Dihedral group of order 6

Dihedral group of order 6

The smallest non-abelian group has 6 elements. It is a dihedral group with notation D3 (or D6, both are used) and the symmetric group of degree 3, with notation S3.

This page illustrates many group concepts using this group as example.

Contents

Symmetry groups

In 2D the group D3 is the symmetry group of an equilateral triangle. In contrast with the case of a square or other polygon, all permutations of the vertices can be achieved by rotation and flipping over (or reflecting).

In 3D there are two different symmetry groups which are algebraically the group D3:

  • one with a 3-fold rotation axis and a perpendicular 2-fold rotation axis (hence three of these): D3
  • one with a 3-fold rotation axis in a plane of reflection (and hence also in two other planes of reflection): C3v

Permutations of a set of three objects

Consider three colored blocks (red, green, and blue), initially placed in the order RGB. Let a be the action "swap the first block and the second block", and let b be the action "swap the second block and the third block".

Cycle graph for the group. A loop specifies a series of powers of any element connected to the identity element (e). For example, the e-ba-ab loop reflects the fact that (ba)2=ab and (ba)3=e, as well as the fact that (ab)2=ba and (ab)3=e The other "loops" are roots of unity so that, for example a2=e.

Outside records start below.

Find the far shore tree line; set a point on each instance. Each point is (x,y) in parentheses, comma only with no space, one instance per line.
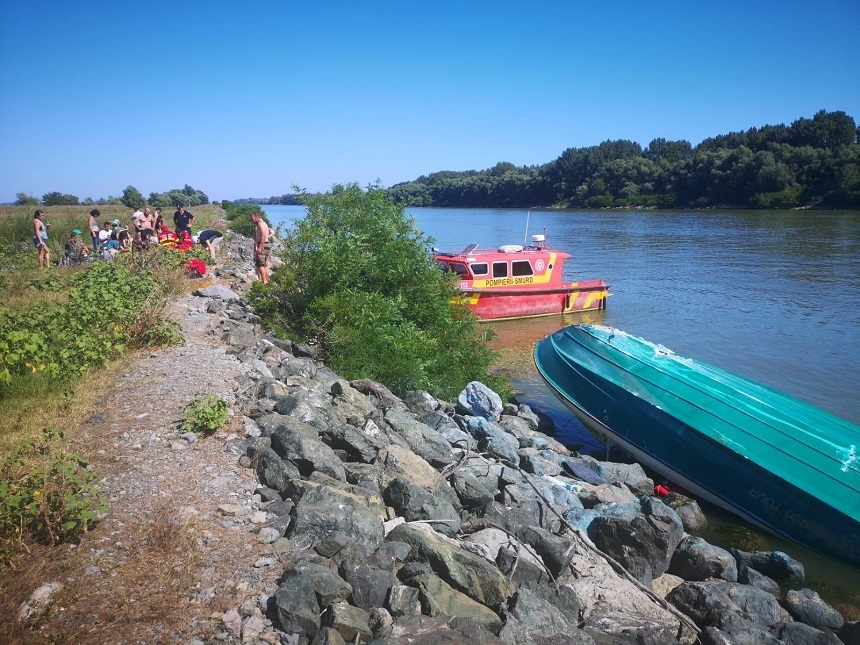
(131,197)
(811,163)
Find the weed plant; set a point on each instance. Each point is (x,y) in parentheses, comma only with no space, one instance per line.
(47,495)
(205,414)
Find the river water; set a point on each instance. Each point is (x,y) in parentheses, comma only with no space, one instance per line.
(772,295)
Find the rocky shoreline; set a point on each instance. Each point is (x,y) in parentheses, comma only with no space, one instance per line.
(415,520)
(421,520)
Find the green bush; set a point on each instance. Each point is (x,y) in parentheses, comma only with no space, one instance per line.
(205,414)
(46,493)
(357,279)
(239,217)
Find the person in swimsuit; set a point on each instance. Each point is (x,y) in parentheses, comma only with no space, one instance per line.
(40,239)
(262,246)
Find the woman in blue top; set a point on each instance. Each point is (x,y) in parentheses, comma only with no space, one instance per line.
(40,239)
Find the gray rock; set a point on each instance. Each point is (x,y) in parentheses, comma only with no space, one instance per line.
(471,491)
(478,400)
(642,539)
(607,625)
(358,445)
(794,633)
(774,564)
(370,586)
(299,445)
(404,600)
(273,471)
(438,597)
(415,503)
(527,616)
(352,623)
(465,571)
(426,442)
(539,462)
(296,605)
(749,576)
(688,510)
(219,292)
(807,606)
(327,510)
(328,585)
(555,551)
(696,559)
(420,402)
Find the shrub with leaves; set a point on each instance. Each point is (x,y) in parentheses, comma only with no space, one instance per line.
(205,414)
(357,278)
(46,493)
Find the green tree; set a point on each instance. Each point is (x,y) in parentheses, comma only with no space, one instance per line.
(358,280)
(22,199)
(131,197)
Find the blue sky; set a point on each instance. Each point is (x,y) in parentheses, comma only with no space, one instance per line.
(248,99)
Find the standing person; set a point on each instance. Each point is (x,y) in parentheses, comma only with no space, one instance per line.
(93,223)
(210,239)
(262,246)
(182,220)
(144,225)
(158,221)
(40,239)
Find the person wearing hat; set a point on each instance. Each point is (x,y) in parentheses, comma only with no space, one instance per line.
(182,220)
(210,239)
(75,249)
(40,239)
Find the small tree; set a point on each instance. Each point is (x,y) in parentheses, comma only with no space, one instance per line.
(358,279)
(131,197)
(22,199)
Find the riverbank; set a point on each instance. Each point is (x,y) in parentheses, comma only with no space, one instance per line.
(402,519)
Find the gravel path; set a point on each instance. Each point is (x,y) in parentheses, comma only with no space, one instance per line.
(177,557)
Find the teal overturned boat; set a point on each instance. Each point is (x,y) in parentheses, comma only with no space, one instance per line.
(778,462)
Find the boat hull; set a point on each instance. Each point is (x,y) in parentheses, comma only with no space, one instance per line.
(694,450)
(501,304)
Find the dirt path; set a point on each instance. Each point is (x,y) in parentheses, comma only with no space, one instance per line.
(177,553)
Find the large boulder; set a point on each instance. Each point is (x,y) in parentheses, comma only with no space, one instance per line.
(415,503)
(696,559)
(358,444)
(369,585)
(324,510)
(296,605)
(642,537)
(426,442)
(473,575)
(774,564)
(478,400)
(808,607)
(528,616)
(438,597)
(328,585)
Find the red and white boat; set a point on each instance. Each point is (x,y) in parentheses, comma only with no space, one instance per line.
(515,281)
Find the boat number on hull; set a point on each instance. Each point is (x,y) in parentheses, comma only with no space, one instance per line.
(504,281)
(776,508)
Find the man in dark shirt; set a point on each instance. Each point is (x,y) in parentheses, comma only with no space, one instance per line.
(183,220)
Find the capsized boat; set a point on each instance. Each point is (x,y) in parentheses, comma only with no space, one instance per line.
(778,462)
(516,281)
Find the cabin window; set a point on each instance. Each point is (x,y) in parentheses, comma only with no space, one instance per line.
(521,267)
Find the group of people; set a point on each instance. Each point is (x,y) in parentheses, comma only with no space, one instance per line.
(111,237)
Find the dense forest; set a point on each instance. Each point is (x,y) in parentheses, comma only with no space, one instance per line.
(811,163)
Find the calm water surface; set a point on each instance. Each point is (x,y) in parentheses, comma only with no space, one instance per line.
(774,296)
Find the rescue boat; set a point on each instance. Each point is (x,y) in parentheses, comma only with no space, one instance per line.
(517,281)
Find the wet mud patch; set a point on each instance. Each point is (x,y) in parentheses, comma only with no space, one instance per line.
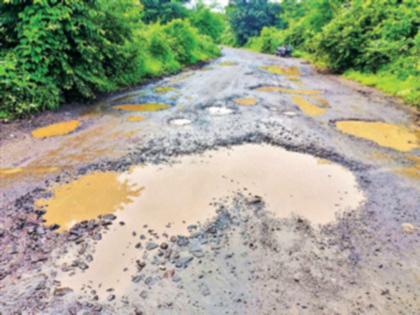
(146,107)
(292,72)
(219,110)
(57,129)
(412,171)
(227,63)
(279,89)
(246,101)
(307,107)
(159,201)
(164,89)
(136,118)
(9,175)
(392,136)
(179,121)
(86,198)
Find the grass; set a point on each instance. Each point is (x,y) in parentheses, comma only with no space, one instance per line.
(408,89)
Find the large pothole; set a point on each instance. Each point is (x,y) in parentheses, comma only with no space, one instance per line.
(166,199)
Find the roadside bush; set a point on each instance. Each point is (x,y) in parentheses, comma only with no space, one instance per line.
(375,38)
(269,39)
(59,51)
(207,22)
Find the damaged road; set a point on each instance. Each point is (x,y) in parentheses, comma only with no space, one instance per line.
(250,185)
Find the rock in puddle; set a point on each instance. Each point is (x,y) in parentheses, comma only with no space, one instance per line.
(180,122)
(219,110)
(183,261)
(151,245)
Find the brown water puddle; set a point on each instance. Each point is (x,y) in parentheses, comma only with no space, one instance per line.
(412,171)
(227,63)
(164,89)
(148,107)
(176,196)
(292,71)
(8,175)
(86,198)
(58,129)
(246,101)
(307,107)
(277,89)
(135,118)
(387,135)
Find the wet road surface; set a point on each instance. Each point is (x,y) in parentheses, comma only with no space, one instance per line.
(250,185)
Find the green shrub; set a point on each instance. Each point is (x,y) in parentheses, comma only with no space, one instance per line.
(375,42)
(207,22)
(57,51)
(269,39)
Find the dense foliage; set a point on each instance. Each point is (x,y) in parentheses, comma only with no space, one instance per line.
(248,17)
(56,51)
(208,22)
(373,41)
(163,11)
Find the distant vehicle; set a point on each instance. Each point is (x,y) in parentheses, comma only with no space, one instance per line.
(284,51)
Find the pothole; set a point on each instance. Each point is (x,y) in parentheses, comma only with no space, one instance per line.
(180,122)
(135,118)
(291,71)
(289,114)
(164,89)
(246,101)
(307,107)
(228,63)
(219,110)
(57,129)
(147,107)
(157,199)
(278,89)
(387,135)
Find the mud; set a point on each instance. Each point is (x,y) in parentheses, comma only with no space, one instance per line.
(57,129)
(274,89)
(246,101)
(151,107)
(307,107)
(388,135)
(136,118)
(245,256)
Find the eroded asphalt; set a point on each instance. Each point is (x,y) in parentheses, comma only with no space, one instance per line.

In multiplicative form, we traditionally write xy for the combined action "first do y, then do x"; so that ab is the action RGB → RBG → BRG, i.e., "take the last block and move it to the front". If we write e for "leave the blocks as they are" (the identity action), then we can write the six permutations of the set of three blocks as the following actions:

  • e : RGB → RGB or ()
  • a : RGB → GRB or (RG)
  • b : RGB → RBG or (GB)
  • ab : RGB → BRG or (RBG)
  • ba : RGB → GBR or (RGB)
  • aba : RGB → BGR or (RB)

Note that the action aa has the effect RGB → GRB → RGB, leaving the blocks as they were; so we can write aa = e. Similarly,

  • bb = e,
  • (aba)(aba) = e, and
  • (ab)(ba) = (ba)(ab) = e;

so each of the above actions has an inverse.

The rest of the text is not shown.